Das Schiff sei bereits etwa sechs Meilen von der Insel Giglio entfernt und werde mit einer Geschwindigkeit von etwa zwei Knoten (rund 3,7 Stundenkilometer) Richtung Norden geschleppt, sagte Ingenieur Franco Porcellacchia auf der Insel Giglio. "Alles hat perfekt funktioniert, sie sollte zwischen Samstagnacht und Sonntagmorgen in Genua ankommen." 

Der Abtransport der Costa Concordia hatte am Morgen mehr als zweieinhalb Jahre nach der Havarie des Kreuzfahrtschiffs mit 32 Toten begonnen. Zahlreiche Bewohner und Touristen verfolgten gespannt das Manöver. Als sich der 290-Meter-Riese langsam von der Insel weg bewegte, jubelten und applaudierten sie.

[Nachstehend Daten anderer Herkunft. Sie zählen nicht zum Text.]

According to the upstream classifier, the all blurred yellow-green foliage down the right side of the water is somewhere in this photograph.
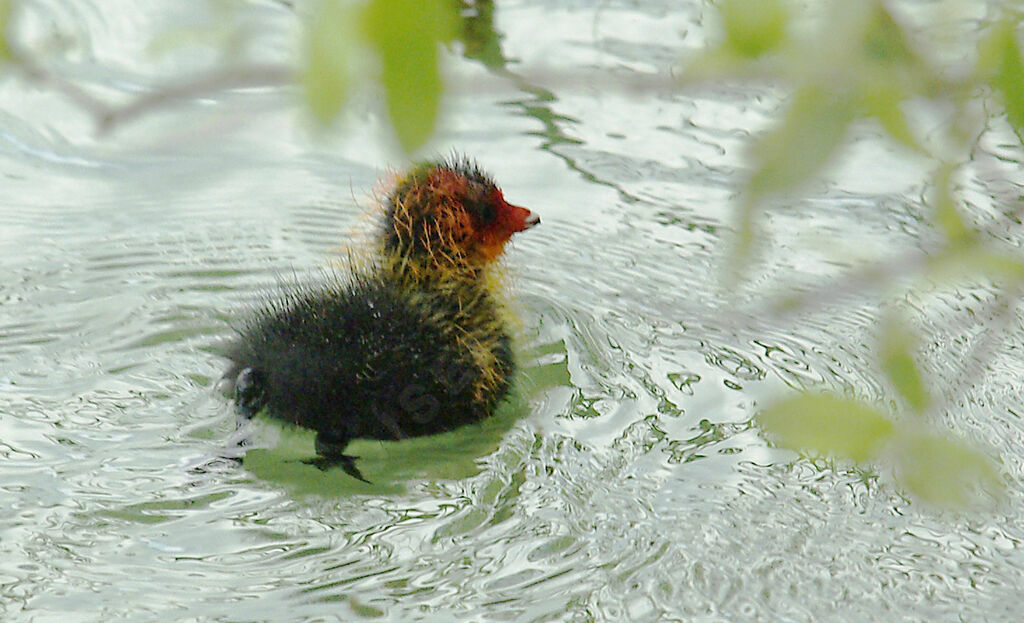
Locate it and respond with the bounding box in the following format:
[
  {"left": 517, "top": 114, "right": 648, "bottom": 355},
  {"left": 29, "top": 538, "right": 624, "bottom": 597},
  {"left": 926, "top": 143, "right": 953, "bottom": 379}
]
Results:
[{"left": 684, "top": 0, "right": 1024, "bottom": 508}]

Verschrotten der "Costa Concordia" wird knapp zwei Jahre dauern

Das Meer wird um den Konvoi herum während der Reise weiträumig abgesperrt, ebenso der Luftraum. Am gefährlichsten für das Schiff sind starke Winde und Wellen, denen das Wrack möglicherweise nicht standhalten könnte. Dennoch sind die Experten optimistisch, dass die Costa Concordia auch die letzte Etappe der insgesamt 1,5 Milliarden Euro teuren Bergung gut übersteht.

Das Verschrotten des Wracks soll dann noch einmal knapp zwei Jahre dauern. Rund 1.000 Arbeiter werden daran beteiligt sein, das Wrack des Unglücksschiffs in seine Einzelteile zu zerlegen. Etwa 80 Prozent der Materialien sollen dabei recycelt werden.